Wrong. Once-a-year, once-a-quarter, or even once-a-week feedback is all ineffective. Why? Because when time passes after you notice a problem and you delay the feedback, everyone gets nervous and your suggestions gets stale or even rotten. You are eroding trust at a fast pace.
Feedback Delays Create Greater Anxiety When You’re Remote In a remote setting, a delay automatically raises everyone’s anxiety level, even more than it would if you officed in the same location and saw them informally, face to face.
You wonder before the feedback: How will this person take it? Will it sour their mood and get them upset with me, especially because we’re not face to face?
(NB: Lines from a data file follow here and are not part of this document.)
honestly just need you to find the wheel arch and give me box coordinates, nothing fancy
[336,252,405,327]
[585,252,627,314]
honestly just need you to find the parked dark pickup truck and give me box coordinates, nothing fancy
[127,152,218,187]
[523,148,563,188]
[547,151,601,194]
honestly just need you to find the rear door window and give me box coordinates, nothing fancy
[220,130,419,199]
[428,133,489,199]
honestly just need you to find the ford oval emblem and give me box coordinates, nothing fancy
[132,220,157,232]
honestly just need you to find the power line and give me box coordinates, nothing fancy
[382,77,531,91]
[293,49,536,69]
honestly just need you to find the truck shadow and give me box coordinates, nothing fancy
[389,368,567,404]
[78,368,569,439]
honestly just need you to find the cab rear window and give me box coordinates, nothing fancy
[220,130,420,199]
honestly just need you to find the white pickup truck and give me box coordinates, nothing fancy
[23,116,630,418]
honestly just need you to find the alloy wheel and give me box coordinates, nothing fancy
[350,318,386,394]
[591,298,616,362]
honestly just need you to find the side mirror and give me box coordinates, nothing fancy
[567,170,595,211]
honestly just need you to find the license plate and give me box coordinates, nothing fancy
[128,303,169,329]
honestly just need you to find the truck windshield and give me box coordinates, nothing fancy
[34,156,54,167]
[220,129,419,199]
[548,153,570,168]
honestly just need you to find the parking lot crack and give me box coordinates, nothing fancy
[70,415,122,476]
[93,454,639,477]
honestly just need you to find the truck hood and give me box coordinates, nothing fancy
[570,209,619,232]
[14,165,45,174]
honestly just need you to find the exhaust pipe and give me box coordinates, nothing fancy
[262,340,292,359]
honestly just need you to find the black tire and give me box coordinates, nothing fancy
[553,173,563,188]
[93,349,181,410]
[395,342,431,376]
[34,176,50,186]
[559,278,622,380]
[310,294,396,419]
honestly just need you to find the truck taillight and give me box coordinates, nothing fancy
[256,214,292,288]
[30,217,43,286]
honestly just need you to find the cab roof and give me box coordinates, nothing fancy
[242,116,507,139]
Employees wonder after the feedback: Why didn’t you just tell me when it happened? Why is this conversation such a big deal? I guess you didn’t feel comfortable just telling me…I guess we’re not all that close… I need to be careful as I’m not sure what this boss (or co-worker) is thinking
For both people, the brain easily goes into fear mode. A fight-or-flight response robs your ability to help the person improve and robs their motivation to truly learn from the experience. And such stress reactions in the brain are more probable when you remotely work from the others on your team.
Overdeliver with feedback timeliness to create trust Trust is the magic bullet, and honest, timely communication is the number one way to build trust. Trust that’s built in a time of conflict, stress, or challenging goals is trust that can be counted on again and again. Shallow social niceties in good times don’t stretch the trust muscle at all and can’t be counted on for future challenges.
Two best times to give feedback In most situations, an immediate phone call is best. Emphasize what you want to see changed for next time. The other best time is just before the next time when you can easily focus on the desired behavior and share how the problem behavior didn’t work as well last time. You are motivating them to get it right this time, and they’re not likely to become stressed at future-focused feedback. If there will be a long time period between the problem incident and their next opportunity, be sure to share the feedback right away and prevent the erosion of trust that can occur if you “drop it” later.
These are hard habits to get into, but the best thing for you is how this approach to feedback actually creates trust and credibility you can use for all aspects of your team pursuits!